Monday, December 28, 2015

Funeral in Berlin (1966)


☆ ☆ ☆


Funeral in Berlin (1966) – G. Hamilton

In his second outing as spy Harry Palmer, Michael Caine isn’t quite as cocky or fun.  Instead, the intelligence business seems to have ground him down a bit.  To help a Russian Colonel who wishes to defect from the East, Palmer is sent to Berlin and famous Checkpoint Charlie. Of course, things are not exactly what they seem and Palmer is not quite sure who is working for whom or even who is who.  Things do get a bit confusing and if you attempt to figure out the why’s and wherefore’s after all is said and done, you might have trouble connecting the dots (maybe Len Deighton’s novel is clearer). Nevertheless, it feels plausible while it’s happening and serves as a passable time-waster.  Goldfinger’s Guy Hamilton directed.

Sunday, December 27, 2015

Dead Heat on a Merry-Go-Round (1966)


☆ ☆ ½


Dead Heat on a Merry-Go-Round (1966) – B. Girard

James Coburn is suave, yes, but can his personality carry an entire movie when the plot takes a leisurely meandering course to get to where it’s going?  Methinks not.  If this were a character study rather than a heist film, then we should learn a bit more about Coburn’s raisons d’etre.  Instead, this is all just a slow build to the ironic but otherwise underwhelming conclusion.  Coburn is a master manipulator who gets himself paroled from prison and then embarks on a mission to secure enough cash to buy the blueprints for a bank that he plans to hold up.  The timing will be just right, as the Soviet premier is landing in Los Angeles and causing a big commotion.  Watch as the plot slowly slowly slowly unspools. Not bad, not good.
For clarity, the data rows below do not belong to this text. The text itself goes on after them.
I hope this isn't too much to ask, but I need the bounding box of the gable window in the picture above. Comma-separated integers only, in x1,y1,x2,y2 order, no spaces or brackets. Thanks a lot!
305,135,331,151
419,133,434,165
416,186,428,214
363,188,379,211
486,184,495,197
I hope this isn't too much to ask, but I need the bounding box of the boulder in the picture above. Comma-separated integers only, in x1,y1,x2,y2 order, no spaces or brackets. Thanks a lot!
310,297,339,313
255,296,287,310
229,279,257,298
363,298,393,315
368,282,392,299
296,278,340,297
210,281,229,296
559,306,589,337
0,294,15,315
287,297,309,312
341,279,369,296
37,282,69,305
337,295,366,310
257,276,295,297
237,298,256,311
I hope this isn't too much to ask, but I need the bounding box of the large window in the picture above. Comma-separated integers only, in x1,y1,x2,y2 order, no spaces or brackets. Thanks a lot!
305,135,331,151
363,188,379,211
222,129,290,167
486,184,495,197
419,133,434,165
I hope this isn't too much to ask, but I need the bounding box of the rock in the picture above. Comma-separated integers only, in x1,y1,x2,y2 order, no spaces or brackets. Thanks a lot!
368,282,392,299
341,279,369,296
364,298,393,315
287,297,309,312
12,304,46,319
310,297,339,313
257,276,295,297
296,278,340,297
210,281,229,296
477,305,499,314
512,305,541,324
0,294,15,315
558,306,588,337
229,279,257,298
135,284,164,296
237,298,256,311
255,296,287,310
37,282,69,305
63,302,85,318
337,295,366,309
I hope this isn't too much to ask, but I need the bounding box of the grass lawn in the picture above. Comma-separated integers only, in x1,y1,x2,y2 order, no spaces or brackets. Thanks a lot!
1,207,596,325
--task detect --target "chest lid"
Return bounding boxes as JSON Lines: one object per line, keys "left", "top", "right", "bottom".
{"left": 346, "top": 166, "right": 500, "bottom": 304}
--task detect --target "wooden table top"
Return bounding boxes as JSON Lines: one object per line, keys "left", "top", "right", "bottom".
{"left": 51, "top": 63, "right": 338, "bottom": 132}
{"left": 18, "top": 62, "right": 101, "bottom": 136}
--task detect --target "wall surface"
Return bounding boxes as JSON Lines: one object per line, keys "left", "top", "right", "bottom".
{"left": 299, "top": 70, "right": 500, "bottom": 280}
Trans-Europ Express (1966)


☆ ☆ ½


Trans-Europ Express (1966) – A. Robbe-Grillet

Perverse, playful, and ultimately rather boring, Alain Robbe-Grillet’s second film is less interesting than his first (L’Immortelle) or his script for Resnais’s Last Year at Marienbad.  Possibly this is because, its conceit – a writer, director, and script girl brainstorm a film while riding on the train, a film that we actually see – feels rather half-assed.  Jean-Louis Trintignant gives a winking performance but Robbe-Grillet’s efforts to confuse the audience seem to have confused him too.  He is a drug courier between Paris and Antwerp – but who is he working for? More worrisome is the introduction of S&M content that, although seeming consensual, also feels misogynistic and accepting of violence toward women.  I can’t get down with that and it feels rather jarring when the rest of the film wants to be light-hearted.  The end stare at a naked girl in chains on stage at a club is symptomatic of this problem – the film stops dead in its tracks and fortunately ends.